Todas las impresiones grabadas en el cerebro, en la musculatura del cuerpo, seguirán donde están, pero en forma de semilla, en potencia. Si te sientes demasiado solo y quieres problemas, puedes tenerlos. Si te sientes muy mal por no sufrir, puedes tenerlos. Siempre estarán a tu disposición, pero no hay necesidad de tenerlos, ninguna necesidad. Es una elección tuya.

Ser testigo es la técnica para centrarse. Ya hemos hablado de centrarse: un hombre puede vivir de dos maneras: puede vivir desde su periferia o desde su centro. La periferia pertenece al ego y el centro pertenece al ser. Si vives desde el ego, estarás siempre relacionado con lo otro. La periferia está relacionada con lo otro.

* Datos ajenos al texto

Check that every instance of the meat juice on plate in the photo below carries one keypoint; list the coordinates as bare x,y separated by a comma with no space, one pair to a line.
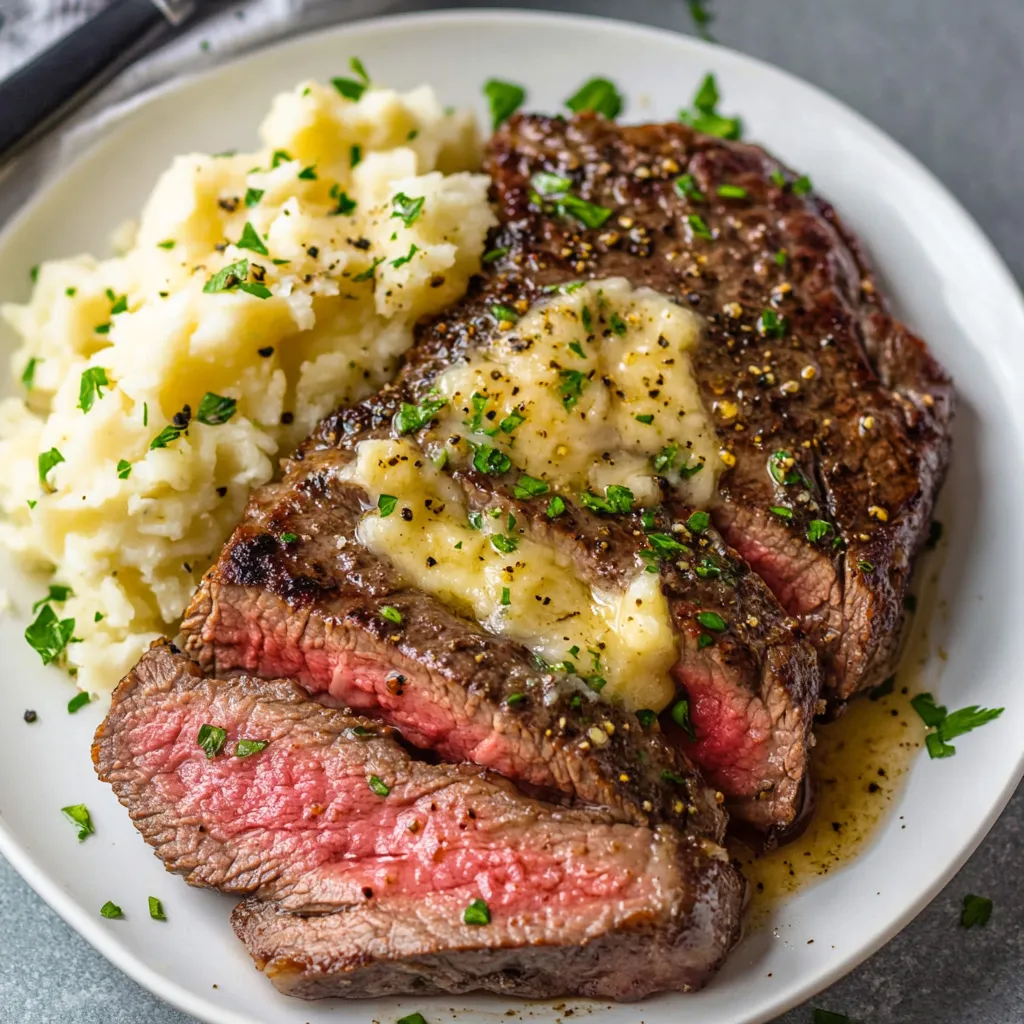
859,764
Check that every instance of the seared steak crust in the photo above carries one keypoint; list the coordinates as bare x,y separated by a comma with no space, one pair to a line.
370,858
827,377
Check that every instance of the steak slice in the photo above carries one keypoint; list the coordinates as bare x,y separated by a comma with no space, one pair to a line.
833,416
368,859
310,609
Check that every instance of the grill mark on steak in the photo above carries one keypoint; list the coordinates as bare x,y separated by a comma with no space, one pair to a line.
868,418
367,891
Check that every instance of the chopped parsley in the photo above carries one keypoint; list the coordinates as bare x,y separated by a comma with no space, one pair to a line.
47,460
48,636
29,373
513,420
251,240
781,465
698,522
78,701
686,188
616,501
78,815
705,117
477,913
215,409
402,260
770,325
504,544
491,461
504,99
378,785
816,529
948,725
712,621
407,209
247,748
599,95
555,507
211,739
977,910
345,203
571,383
681,716
556,188
230,276
352,88
697,225
529,486
504,314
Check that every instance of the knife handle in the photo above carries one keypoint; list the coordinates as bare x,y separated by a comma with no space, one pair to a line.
46,89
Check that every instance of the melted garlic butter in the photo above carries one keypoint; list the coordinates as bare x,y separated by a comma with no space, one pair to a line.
587,389
512,584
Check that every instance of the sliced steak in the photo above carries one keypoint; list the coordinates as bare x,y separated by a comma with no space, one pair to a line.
310,609
834,418
370,859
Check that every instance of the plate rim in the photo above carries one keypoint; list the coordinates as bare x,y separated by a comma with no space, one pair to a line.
50,890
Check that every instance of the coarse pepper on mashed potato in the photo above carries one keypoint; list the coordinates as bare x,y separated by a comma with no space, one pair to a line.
258,292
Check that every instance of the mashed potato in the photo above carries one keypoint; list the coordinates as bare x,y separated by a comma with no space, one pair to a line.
258,292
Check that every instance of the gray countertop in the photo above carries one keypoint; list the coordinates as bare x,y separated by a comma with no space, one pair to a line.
945,79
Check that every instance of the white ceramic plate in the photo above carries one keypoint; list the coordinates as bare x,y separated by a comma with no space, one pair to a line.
946,282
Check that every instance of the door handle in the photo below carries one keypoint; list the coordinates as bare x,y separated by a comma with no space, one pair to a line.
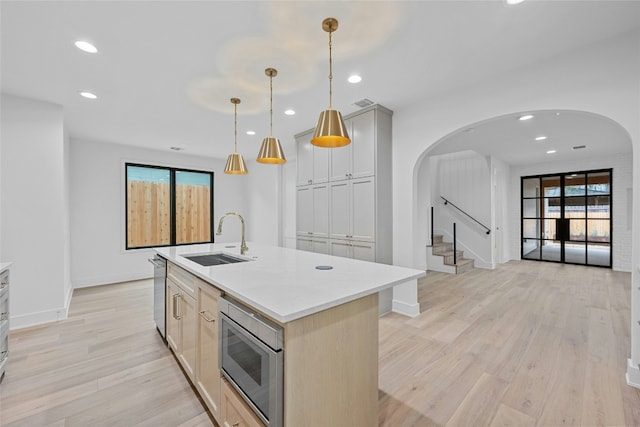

Hagas lo que hagas, no será una acción; será siempre una reacción. Lo haces en respuesta a algo que te hacen a ti. Desde la periferia no hay acción, todo es una reacción, nada viene de tu centro. En cierto modo, eres esclavo de las circunstancias. No estás haciendo nada; más bien te están obligando.

Desde el centro, la situación cambia diametralmente. Desde el centro empiezas a actuar por primera vez, empiezas a existir por derecho propio, no como algo relacionado.